In view of the result we reach the matter must be remanded to the Legislature for preparation of a new interpretive statement.[3] However because of the time constraints with respect to preparation of ballots we follow the procedure followed by the Supreme Court in Gormley v. Lan, supra, 88 N.J. at 26. There the court suggested but did not mandate a form of interpretive statement. We suggest but do not mandate the use of the following statement:
*55 State executive agencies are authorized to issue rules and regulations which have the force and effect of law. The Legislature may review those rules and regulations from time to time in order to determine whether they conform with the intent of the statutes. The Supreme Court of New Jersey has ruled that under the New Jersey Constitution in general the Legislature may not invalidate an executive rule or regulation except by adopting legislation subject to the Governor's veto. This amendment addresses that Supreme Court ruling by modifying the New Jersey Constitution to allow the Legislature to invalidate executive rules and regulations without enacting legislation and without presenting the issue to the Governor. Its enactment would constitute a fundamental change in the relationship between the co-equal branches of government.

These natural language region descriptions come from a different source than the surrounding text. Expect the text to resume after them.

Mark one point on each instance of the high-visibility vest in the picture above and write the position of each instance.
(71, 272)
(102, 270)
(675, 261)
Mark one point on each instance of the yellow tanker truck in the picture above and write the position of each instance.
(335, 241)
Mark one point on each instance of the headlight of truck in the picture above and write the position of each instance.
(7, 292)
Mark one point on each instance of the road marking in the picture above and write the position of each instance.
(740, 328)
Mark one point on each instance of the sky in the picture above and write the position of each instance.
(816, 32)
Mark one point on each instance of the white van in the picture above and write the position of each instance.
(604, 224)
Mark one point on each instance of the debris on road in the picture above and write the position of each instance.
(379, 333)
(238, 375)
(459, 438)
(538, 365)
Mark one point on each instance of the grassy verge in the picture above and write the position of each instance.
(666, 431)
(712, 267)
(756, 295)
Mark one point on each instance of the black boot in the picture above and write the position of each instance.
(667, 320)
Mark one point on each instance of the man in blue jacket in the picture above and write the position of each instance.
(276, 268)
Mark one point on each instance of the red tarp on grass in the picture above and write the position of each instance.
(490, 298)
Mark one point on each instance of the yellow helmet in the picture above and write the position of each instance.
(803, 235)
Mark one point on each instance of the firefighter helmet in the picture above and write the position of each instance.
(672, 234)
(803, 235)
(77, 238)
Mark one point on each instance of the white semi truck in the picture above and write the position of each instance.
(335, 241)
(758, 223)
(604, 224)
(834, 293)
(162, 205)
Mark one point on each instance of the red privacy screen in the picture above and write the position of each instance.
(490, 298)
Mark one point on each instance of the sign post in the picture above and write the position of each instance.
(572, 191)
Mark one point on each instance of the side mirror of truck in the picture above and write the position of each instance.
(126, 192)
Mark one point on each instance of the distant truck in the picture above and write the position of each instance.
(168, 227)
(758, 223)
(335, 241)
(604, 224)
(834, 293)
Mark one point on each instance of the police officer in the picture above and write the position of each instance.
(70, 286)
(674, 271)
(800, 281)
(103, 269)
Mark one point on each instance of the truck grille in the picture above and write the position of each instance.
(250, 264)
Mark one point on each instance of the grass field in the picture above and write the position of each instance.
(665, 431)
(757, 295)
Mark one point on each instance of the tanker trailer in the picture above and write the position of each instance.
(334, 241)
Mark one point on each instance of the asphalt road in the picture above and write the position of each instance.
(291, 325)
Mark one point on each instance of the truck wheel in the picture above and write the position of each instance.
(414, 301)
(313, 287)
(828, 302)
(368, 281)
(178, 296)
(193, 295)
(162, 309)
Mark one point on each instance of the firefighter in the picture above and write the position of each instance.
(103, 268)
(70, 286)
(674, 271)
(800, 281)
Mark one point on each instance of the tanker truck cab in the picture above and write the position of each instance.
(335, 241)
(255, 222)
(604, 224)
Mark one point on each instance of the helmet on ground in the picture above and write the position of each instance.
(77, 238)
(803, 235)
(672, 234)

In reaching our result we do not pass upon the substantive validity of the amendment. Rather we are dealing solely with the procedural aspects of the presentation of the issue.
In summary we make the following disposition of the case. The attorney general's request to enjoin the placement of the proposed amendment on the ballot is denied but the interpretive statement is declared invalid and its use is enjoined. The matter is remanded to the Legislature to prepare a statement complying with N.J.S.A. 19:3-6. We retain jurisdiction so that any party may apply for such further orders as the circumstances may warrant.
NOTES
[1] Of course the statements attached to the resolution and issued by the legislative committees will not appear on the ballot.
[2] The resolution was not adopted in 1984 in time for inclusion on the ballot that year.
[3] The Supreme Court in Gormley v. Lan, supra, 88 N.J. at 44-45, indicated that the attorney general had the discretion to determine the form of the interpretive statement. But in that case the Legislature had not drawn the interpretive statement in the first instance. We do not think the court would have said that the attorney general had discretion to determine the form of the statement if the Legislature had done so.